Mitsuki avait fait la moue en disant cela et avait joué à toucher la joue de Yuuto avec un doigt.

C’était un petit geste qui aurait dû symboliser la proximité de ces deux-là, un signe d’intimité.

Mais malgré cela, le voir avait fait bondir quelque chose en Félicia.

C’était une question importante, n’est-ce pas ?

Ce n’était pas quelque chose que Mitsuki devrait être capable de simplement plaisanter.

« Si vous ne pouvez même pas partager vos préoccupations l’un avec l’autre, alors comment pouvez-vous vous appeler mari et femme !? » Ce n’est qu’après avoir crié ces mots que Félicia avait réalisé ce qu’elle avait fait.

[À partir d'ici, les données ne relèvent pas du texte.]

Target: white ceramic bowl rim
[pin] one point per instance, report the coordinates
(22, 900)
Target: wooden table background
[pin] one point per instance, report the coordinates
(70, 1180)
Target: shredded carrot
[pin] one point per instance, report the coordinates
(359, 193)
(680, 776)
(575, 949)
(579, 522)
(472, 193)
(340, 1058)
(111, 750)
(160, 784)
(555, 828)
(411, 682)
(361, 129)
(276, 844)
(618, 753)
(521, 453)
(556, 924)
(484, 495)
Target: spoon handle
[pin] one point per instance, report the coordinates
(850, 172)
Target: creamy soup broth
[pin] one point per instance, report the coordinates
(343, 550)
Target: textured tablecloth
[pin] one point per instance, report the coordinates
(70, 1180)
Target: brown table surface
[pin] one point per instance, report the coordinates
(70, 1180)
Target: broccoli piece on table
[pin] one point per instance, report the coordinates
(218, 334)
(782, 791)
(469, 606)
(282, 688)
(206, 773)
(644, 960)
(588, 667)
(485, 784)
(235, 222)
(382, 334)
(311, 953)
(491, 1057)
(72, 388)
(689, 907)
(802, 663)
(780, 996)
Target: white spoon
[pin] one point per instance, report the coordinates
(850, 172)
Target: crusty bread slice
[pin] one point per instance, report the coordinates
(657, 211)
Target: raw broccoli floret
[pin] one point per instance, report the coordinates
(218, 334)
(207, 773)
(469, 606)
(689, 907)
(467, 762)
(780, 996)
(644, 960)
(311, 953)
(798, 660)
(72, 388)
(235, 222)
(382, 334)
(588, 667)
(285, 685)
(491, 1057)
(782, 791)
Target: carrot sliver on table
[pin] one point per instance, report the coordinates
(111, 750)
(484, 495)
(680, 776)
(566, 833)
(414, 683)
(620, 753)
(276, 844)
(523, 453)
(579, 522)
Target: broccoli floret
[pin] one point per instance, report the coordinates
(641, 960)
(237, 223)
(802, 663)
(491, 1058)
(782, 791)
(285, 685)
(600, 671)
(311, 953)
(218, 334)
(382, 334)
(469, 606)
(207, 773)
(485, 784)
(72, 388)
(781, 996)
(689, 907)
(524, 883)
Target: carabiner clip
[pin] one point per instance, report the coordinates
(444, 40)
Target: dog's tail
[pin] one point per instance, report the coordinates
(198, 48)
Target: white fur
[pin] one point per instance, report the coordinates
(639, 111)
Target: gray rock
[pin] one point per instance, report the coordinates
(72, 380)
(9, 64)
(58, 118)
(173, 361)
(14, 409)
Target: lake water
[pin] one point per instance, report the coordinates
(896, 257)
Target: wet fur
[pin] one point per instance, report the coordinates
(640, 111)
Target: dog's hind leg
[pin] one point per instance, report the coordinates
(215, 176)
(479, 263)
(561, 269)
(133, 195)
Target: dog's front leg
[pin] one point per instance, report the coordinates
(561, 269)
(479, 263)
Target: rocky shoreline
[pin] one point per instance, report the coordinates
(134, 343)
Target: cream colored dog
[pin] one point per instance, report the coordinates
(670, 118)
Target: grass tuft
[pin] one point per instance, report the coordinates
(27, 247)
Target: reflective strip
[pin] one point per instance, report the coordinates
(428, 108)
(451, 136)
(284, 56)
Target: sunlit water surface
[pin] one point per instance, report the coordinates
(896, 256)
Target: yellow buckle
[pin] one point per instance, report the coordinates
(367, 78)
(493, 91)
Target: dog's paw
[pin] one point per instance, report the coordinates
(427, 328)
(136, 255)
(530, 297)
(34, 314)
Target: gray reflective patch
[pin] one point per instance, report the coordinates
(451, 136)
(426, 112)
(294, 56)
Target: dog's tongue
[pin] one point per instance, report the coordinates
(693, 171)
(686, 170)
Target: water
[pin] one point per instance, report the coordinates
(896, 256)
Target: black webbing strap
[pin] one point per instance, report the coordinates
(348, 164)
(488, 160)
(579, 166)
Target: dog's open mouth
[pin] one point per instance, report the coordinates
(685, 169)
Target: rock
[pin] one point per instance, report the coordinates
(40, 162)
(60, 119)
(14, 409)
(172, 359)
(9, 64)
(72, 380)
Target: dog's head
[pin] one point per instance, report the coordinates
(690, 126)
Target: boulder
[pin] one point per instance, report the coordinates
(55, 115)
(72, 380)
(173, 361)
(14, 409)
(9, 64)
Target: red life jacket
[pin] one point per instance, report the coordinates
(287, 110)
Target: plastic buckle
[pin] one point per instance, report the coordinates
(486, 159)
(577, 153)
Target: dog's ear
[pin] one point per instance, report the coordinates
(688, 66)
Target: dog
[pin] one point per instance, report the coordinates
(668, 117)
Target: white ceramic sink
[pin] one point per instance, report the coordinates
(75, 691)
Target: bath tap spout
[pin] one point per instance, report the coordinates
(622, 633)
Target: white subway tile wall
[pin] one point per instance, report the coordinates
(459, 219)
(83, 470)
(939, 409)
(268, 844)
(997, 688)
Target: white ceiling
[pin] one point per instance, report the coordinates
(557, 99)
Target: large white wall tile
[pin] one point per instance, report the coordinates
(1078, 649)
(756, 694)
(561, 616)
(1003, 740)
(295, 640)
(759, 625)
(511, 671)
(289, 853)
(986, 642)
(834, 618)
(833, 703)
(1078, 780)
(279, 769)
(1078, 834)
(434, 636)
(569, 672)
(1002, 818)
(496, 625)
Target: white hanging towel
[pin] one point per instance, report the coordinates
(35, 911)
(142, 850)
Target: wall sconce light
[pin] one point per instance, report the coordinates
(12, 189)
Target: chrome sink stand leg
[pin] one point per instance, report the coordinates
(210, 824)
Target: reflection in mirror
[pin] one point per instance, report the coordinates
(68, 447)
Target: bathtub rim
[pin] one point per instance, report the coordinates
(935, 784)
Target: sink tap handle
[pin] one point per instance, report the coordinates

Normalement, elle aurait dû être capable de répondre à Mitsuki avec un sourire, et de poursuivre avec une déclaration vaguement favorable de sa part.

Mais après avoir eu cette conversation frustrante avec son frère dans la tour, c’est comme si elle avait perdu la capacité de maîtriser ses émotions.

Elle avait besoin de s’excuser, tout de suite. Elle devait dire : « Pardonne-moi d’avoir dit quelque chose d’aussi impertinent. » Elle le savait, mais les prochains mots qui sortirent de sa bouche étaient complètement à l’opposé.

« Tu es censé le soutenir », grogna Félicia. « Si tu ne peux pas faire ça correctement, alors je ne peux pas confier mon grand frère à quelqu’un comme toi ! »

Félicia disait cela à la femme du réginarque. Mitsuki était quelqu’un de bien plus haut placé que Félicia. Lui parler comme si elle avait le droit de décider de ces choses était plus qu’offensant. C’était impardonnable.

Et pourtant… Mitsuki avait humblement baissé la tête devant Félicia, s’inclinant profondément.

« Merci, Félicia. Tu es vraiment une bonne personne. Je prendrai tes conseils à cœur. »

Lorsque Mitsuki avait relevé la tête pour regarder Félicia, ses yeux étaient remplis d’un véritable respect.

La conscience de Félicia s’était enflammée. Elle n’était pas du tout la personne gentille que Mitsuki disait être. Ses mots ne venaient pas de la gentillesse ou de l’inquiétude. Ils venaient de la jalousie. Des sentiments en elle qui criaient « Tu as eu l’honneur d’être choisie par Yuuto, et tu n’en es pas digne ! ».

« Eh bien, c’est bon tant que tu comprends. » Honteuse, Félicia détourna les yeux.

Mais Mitsuki avait saisi sa main. « Depuis que je suis arrivée dans ce monde, tu as toujours veillé sur moi. »

« N-non, non, je n’ai pas vraiment… »

« Non, tu l’as fait ! Tu m’as aidée à parler la langue, à comprendre l’ásmegin, à m’apprendre toutes sortes de petites choses nécessaires à la vie quotidienne. Et quand je ne pouvais pas manger, tu faisais tout pour trouver quelque chose que je pouvais avaler. Et tu m’as même grondée comme ça, pour essayer de m’aider à être meilleure. Personne d’autre ne pourrait jamais faire pour moi ce que tu as fait. Je ne pourrai jamais te remercier assez. »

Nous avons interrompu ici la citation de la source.